Insulated from political cycles

Xu, who has extensively studied the civil service in India and found much more political churn at all levels, says it’s notable that the roughly 2 million federal employees in the U.S. are largely insulated from political cycles.

“We don’t see a mass exodus from the government of people who aren’t aligned with the mission of the president,” he said. “In that aspect, this is exactly the classic idea of what constitutes a well-functioning bureaucracy, where you have career civil servants, continuity and political insulation, so that these experts are given the space to focus on implementing things.”

It was also no surprise that the researchers confirmed that Democrats outnumber Republicans or Independents in the federal workforce, as has long been public perception. Democrats made up about half of the workforce during the 1997-2019 data period (compared with about 41% of the U.S. population). Meanwhile, registered Republicans dropped from 32% to 26% during the period, with an increase in Independents making up the difference. The most heavily Democratic departments are the EPA, Department of Education, and the State Department, where about 70% of employees are registered to the party, while the most conservative departments are Agriculture and Transportation.

Dems have more education, more seniority

The analysis also found that Democrats even more heavily represented in the ranks of upper management jobs, topping out at 63% of senior executives, the level just below presidential appointees. However, this discrepancy is driven largely by the fact that Democrats tend to enter the civil service with higher rates of college and graduate degrees, and tend to stay in government careers longer, relative to Republicans. Even in comparable jobs at the same pay level, Democrats have higher education on average than Republicans.

“These facts are at least suggestive of a higher proclivity for public service among Democrats,” the researchers wrote.

Misalignment and contract overruns

Because federal bureaucrats are largely insulated from political turnover, it’s difficult to measure how partisanship affects their work. Xu and his colleagues looked for workers who had comparable performance measures and outcomes, and found them among procurement officers, who select and monitor federal contracts for services, construction projects, and more. These contracts amount to over 9% of the federal budget.

The researchers were able to match the party affiliation for 7,200 officers who administered over 700,000 contracts across 132 departments and agencies during the period. Comparing among similar contracts, they found an 8% increase in cost overruns among contractors who were registered as Democrats under a Republican president, and vice versa.

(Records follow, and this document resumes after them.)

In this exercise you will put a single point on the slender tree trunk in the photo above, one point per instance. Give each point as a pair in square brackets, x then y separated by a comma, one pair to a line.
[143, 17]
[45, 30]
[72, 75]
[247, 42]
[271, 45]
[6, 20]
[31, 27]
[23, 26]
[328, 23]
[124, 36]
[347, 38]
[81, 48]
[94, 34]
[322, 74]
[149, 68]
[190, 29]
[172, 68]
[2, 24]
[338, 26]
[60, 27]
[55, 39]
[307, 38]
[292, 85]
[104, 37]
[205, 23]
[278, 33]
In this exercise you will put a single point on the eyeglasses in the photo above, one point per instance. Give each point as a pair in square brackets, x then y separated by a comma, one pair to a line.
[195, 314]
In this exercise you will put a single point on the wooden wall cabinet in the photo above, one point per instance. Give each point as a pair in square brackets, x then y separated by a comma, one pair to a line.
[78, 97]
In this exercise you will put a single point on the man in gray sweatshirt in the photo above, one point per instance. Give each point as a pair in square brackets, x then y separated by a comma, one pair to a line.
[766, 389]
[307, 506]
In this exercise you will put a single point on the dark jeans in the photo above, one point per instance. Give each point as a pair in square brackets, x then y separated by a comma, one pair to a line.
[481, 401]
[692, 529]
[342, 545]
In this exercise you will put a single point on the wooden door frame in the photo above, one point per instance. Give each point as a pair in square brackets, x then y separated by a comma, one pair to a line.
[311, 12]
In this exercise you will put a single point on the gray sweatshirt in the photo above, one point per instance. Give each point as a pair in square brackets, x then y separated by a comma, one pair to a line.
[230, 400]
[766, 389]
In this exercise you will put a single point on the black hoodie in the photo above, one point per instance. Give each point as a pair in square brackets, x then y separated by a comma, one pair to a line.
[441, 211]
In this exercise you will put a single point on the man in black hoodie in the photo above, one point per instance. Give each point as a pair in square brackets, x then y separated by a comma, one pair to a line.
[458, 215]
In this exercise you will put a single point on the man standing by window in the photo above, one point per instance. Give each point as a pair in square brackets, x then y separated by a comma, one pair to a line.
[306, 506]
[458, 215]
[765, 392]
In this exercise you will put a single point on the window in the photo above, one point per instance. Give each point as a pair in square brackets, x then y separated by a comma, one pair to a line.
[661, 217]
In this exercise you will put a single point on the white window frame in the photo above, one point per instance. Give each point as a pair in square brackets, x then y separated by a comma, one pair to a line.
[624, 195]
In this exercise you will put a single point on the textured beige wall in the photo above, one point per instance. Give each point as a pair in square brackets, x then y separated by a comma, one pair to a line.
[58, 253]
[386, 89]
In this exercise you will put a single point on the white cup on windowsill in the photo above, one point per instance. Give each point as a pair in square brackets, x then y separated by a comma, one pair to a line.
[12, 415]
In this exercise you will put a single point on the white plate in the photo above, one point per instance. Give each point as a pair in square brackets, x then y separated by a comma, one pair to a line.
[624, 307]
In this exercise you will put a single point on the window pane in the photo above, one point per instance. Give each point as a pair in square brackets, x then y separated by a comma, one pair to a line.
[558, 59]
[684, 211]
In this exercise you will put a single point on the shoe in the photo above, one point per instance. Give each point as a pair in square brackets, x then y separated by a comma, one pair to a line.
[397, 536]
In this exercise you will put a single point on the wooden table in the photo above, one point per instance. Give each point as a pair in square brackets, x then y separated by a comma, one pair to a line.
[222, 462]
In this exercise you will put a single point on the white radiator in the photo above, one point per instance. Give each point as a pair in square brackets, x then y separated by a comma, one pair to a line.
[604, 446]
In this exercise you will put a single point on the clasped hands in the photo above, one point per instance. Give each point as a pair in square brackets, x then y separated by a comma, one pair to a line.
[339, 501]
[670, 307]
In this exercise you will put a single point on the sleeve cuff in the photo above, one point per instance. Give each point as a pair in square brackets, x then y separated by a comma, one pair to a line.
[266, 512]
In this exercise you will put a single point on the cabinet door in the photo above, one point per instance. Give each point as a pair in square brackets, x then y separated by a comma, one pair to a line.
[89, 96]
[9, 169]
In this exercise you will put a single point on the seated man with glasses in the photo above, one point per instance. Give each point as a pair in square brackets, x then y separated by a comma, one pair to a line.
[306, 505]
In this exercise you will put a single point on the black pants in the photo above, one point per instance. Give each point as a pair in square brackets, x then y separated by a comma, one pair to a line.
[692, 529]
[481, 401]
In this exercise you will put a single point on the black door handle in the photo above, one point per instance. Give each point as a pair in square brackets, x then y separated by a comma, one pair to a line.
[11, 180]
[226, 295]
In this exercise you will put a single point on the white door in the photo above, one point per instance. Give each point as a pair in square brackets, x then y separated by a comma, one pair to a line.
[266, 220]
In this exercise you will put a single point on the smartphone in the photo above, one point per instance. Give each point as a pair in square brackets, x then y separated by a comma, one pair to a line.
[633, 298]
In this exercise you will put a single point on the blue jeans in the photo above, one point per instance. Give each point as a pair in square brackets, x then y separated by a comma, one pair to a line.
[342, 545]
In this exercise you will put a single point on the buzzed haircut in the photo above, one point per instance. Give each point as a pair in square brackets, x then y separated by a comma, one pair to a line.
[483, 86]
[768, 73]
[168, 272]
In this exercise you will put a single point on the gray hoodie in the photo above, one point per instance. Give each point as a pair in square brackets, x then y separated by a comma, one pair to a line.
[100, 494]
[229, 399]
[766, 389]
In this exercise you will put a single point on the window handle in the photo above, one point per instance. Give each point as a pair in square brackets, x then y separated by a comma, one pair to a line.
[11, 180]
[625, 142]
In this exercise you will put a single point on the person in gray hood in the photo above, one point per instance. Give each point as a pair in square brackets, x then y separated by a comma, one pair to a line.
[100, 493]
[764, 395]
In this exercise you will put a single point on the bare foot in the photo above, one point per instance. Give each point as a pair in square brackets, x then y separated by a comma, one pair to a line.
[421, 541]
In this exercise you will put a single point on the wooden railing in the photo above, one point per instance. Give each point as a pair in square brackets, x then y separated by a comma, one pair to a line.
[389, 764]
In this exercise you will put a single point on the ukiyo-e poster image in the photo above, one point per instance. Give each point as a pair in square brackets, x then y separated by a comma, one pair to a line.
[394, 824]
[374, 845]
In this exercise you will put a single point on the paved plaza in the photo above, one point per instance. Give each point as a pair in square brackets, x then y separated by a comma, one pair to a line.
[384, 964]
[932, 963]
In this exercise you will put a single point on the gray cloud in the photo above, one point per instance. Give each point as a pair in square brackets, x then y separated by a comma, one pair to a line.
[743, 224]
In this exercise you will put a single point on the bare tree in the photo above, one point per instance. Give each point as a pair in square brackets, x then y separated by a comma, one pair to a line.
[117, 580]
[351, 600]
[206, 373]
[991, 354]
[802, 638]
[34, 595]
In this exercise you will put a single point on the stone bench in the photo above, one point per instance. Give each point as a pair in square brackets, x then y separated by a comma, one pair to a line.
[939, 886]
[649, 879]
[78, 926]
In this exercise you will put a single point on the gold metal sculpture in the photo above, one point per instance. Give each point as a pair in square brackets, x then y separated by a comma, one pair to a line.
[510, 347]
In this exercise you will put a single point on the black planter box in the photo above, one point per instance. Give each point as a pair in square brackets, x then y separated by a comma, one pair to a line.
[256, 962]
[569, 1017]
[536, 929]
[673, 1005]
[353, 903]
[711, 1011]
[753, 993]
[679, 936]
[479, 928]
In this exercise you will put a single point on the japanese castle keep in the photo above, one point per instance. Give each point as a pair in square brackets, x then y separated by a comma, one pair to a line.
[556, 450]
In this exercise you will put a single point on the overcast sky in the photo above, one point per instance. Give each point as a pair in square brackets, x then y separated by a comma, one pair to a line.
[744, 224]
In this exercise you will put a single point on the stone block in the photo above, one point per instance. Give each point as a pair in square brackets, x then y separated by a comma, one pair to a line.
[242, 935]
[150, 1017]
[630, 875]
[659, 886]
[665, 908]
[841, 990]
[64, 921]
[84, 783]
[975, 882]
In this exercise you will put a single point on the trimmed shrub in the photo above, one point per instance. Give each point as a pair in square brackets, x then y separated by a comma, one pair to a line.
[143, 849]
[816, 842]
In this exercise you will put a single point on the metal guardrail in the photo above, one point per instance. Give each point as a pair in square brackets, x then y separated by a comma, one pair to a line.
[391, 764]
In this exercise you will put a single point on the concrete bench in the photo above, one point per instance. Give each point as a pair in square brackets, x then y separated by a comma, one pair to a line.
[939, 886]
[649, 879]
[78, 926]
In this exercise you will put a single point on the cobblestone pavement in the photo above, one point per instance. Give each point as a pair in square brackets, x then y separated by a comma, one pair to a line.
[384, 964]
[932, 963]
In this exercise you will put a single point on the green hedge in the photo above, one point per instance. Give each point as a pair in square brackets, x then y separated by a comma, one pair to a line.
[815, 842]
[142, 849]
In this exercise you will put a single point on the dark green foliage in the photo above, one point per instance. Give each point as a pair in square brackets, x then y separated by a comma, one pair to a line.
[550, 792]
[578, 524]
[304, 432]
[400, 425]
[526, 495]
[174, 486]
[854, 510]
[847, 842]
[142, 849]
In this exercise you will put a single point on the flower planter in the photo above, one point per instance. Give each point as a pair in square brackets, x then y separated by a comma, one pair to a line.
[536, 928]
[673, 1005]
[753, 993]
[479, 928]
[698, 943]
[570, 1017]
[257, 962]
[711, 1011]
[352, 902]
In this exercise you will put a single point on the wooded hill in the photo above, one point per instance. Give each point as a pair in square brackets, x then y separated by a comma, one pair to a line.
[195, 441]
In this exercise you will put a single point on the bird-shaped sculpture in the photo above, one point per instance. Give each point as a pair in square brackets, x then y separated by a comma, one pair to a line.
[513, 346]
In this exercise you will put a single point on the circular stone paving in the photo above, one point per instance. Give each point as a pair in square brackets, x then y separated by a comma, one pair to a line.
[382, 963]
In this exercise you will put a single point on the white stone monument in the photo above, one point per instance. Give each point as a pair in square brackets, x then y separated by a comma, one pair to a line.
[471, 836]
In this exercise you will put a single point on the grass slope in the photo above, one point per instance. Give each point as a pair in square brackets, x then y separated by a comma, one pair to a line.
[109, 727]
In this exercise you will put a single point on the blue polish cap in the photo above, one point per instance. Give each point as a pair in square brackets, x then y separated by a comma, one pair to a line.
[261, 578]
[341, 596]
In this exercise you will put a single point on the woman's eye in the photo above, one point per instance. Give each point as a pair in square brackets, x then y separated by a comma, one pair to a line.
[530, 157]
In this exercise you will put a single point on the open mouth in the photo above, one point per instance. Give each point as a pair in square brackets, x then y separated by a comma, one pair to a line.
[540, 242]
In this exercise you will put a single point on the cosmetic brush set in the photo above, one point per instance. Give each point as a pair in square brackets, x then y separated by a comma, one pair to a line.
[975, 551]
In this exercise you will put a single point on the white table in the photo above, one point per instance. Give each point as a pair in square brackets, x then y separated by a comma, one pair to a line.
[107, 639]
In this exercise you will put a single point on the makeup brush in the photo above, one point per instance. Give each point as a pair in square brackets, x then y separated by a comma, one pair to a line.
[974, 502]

That was true even when they compared procurement officers within the same department in the same year.

“We didn’t see any change in how people were choosing contractors or the types of contracts, so the decline in performance occurred while they were overseeing the contract,” he said. “These overruns really do seem to be due to a decline in morale, which we corroborate through data from employee surveys.”

In addition to offering the first detailed look at political ideology in the federal workforce, the paper underscores the potential costs of mission misalignment in any organization. “Given that mission-driven organizations are also on the rise in the private sector, misalignment can have a significant impact,” Xu said.